Now that we have addressed the CAR/MMIO ROM copy issue (thanks Scott and Arne), I wanted to revisit the other change that Arne proposed for memset.
http://article.gmane.org/gmane.linux.bios/57707
Some people didn't like the architecture specific code for memset. I don't have a problem with it, but it did bring up a few questions.
1. Why isn't gcc generating the rep stosb itself? This should be a standard optimization.
2. Why do we have functions for memset, memcpy, etc, when gcc has builtins that could be used? Is this a remnant from romcc?
Marc
On 10.09.2010 00:45, Marc Jones wrote:
Now that we have addressed the CAR/MMIO ROM copy issue (thanks Scott and Arne), I wanted to revisit the other change that Arne proposed for memset.
http://article.gmane.org/gmane.linux.bios/57707
Some people didn't like the architecture specific code for memset. I don't have a problem with it, but it did bring up a few questions.
- Why isn't gcc generating the rep stosb itself? This should be a
standard optimization.
- Why do we have functions for memset, memcpy, etc, when gcc has
builtins that could be used? Is this a remnant from romcc?
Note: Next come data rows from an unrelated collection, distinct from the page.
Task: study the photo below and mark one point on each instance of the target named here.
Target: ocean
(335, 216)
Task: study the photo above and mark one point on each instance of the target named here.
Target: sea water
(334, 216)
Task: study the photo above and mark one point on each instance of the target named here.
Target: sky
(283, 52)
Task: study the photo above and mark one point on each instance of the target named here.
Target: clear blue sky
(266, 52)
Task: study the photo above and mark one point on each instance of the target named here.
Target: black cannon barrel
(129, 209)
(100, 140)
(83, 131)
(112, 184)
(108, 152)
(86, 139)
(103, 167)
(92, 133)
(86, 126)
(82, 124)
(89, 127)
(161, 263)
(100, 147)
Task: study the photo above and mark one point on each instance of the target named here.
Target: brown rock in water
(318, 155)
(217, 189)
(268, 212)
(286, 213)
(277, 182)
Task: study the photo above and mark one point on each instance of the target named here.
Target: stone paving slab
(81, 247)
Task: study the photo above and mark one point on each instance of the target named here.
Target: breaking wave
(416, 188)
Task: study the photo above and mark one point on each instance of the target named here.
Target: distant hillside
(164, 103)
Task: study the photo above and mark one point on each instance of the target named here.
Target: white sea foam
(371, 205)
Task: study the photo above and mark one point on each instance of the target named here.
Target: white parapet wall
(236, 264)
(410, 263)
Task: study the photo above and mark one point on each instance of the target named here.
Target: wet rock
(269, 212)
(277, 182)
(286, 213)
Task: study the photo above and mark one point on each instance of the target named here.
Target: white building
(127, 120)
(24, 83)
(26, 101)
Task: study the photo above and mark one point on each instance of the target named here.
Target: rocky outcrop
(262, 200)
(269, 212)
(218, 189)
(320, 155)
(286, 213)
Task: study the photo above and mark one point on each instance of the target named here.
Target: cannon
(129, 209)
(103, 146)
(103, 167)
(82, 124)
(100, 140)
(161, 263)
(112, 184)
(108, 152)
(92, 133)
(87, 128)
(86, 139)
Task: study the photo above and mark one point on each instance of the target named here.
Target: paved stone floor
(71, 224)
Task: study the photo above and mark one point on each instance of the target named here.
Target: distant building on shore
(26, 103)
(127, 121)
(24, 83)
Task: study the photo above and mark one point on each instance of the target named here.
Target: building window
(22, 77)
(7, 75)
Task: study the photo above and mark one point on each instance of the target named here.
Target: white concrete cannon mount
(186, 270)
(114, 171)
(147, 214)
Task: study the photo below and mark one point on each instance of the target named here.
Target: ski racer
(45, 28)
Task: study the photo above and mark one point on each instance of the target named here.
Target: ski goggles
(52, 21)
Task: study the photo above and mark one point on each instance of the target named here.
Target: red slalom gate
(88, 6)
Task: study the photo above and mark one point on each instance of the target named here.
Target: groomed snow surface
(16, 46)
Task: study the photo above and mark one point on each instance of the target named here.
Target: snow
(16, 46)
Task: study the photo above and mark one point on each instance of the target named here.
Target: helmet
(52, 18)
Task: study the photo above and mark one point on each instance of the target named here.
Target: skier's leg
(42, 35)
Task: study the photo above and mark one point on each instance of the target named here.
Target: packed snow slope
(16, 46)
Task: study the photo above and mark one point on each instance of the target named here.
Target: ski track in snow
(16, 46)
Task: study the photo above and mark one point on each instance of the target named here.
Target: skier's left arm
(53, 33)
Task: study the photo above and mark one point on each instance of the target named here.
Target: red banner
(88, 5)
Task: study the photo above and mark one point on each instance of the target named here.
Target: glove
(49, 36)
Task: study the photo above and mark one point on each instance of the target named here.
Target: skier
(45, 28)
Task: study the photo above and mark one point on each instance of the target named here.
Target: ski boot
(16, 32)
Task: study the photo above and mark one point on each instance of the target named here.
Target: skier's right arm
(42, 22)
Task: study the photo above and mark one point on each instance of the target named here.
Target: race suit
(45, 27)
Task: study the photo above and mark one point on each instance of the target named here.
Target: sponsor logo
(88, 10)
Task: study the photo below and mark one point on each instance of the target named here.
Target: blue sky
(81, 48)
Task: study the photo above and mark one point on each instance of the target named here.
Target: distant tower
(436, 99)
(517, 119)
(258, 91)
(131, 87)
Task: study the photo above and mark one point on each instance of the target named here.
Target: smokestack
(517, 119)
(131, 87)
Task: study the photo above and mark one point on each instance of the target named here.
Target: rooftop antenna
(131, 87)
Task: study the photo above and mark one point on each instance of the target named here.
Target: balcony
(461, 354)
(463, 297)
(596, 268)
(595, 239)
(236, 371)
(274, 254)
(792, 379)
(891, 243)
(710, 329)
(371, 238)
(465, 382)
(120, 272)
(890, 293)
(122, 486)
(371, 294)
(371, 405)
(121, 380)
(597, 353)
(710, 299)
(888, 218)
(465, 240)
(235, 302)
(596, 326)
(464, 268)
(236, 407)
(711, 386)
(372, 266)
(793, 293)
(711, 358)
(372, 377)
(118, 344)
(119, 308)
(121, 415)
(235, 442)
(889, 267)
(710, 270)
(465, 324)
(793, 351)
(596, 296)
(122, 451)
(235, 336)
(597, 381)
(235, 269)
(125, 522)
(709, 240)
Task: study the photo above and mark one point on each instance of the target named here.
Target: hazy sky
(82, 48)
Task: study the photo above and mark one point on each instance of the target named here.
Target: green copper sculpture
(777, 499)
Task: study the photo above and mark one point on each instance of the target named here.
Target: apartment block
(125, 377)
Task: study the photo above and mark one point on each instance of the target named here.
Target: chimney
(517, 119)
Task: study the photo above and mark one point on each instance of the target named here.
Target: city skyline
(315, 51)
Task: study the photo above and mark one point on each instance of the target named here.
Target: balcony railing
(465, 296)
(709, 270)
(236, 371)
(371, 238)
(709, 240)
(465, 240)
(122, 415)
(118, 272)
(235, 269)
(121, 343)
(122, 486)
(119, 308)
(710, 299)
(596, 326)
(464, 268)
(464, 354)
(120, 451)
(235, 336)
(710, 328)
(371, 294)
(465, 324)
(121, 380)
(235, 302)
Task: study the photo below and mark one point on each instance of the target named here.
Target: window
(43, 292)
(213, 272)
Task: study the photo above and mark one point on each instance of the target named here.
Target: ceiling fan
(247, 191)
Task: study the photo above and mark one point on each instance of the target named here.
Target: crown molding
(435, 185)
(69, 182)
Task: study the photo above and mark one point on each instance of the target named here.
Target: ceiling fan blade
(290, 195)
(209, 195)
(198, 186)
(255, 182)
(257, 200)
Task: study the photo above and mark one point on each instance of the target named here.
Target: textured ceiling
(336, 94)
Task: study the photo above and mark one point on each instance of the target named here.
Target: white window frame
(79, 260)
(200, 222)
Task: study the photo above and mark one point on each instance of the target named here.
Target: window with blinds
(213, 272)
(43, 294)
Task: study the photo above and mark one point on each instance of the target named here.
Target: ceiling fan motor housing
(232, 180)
Please note that the AMD and Intel manuals explicitly mention that some instructions which would be used by a fast memcpy will bypass the cache, and as such are unsuitable to copy CAR contents to RAM.
Regards, Carl-Daniel
-----Original Message----- From: coreboot-bounces@coreboot.org [mailto:coreboot-bounces@coreboot.org] On Behalf Of Carl-Daniel Hailfinger Sent: Thursday, September 09, 2010 06:10 PM To: Marc Jones Cc: Coreboot Subject: Re: [coreboot] rfc - gcc builtins and memset memcpy memmove memcmp
]On 10.09.2010 00:45, Marc Jones wrote: ]> Now that we have addressed the CAR/MMIO ROM copy issue (thanks Scott ]> and Arne), I wanted to revisit the other change that Arne proposed for ]> memset. ]> ]> http://article.gmane.org/gmane.linux.bios/57707 ]> ]> Some people didn't like the architecture specific code for memset. I ]> don't have a problem with it, but it did bring up a few questions. ]> ]> 1. Why isn't gcc generating the rep stosb itself? This should be a ]> standard optimization. ]> ]> 2. Why do we have functions for memset, memcpy, etc, when gcc has ]> builtins that could be used? Is this a remnant from romcc? ]> ] ]Please note that the AMD and Intel manuals explicitly mention that some ]instructions which would be used by a fast memcpy will bypass the cache, ]and as such are unsuitable to copy CAR contents to RAM.
Another area to watch for when using optimized memory functions is SMI handling code. The processor saves most registers before running SMI code, but not the XMM registers.
]Regards, ]Carl-Daniel ] ]-- ]http://www.hailfinger.org/
Here are some benchmark results for an AMD family 10h desktop processor. This system uses DDR-2. This shows that for AMD processors rep movs and rep stos performance is not great, though better than a byte loop. Note that this test is for operations on large blocks. For small blocks rep or byte loop is probably best due to less setup overhead.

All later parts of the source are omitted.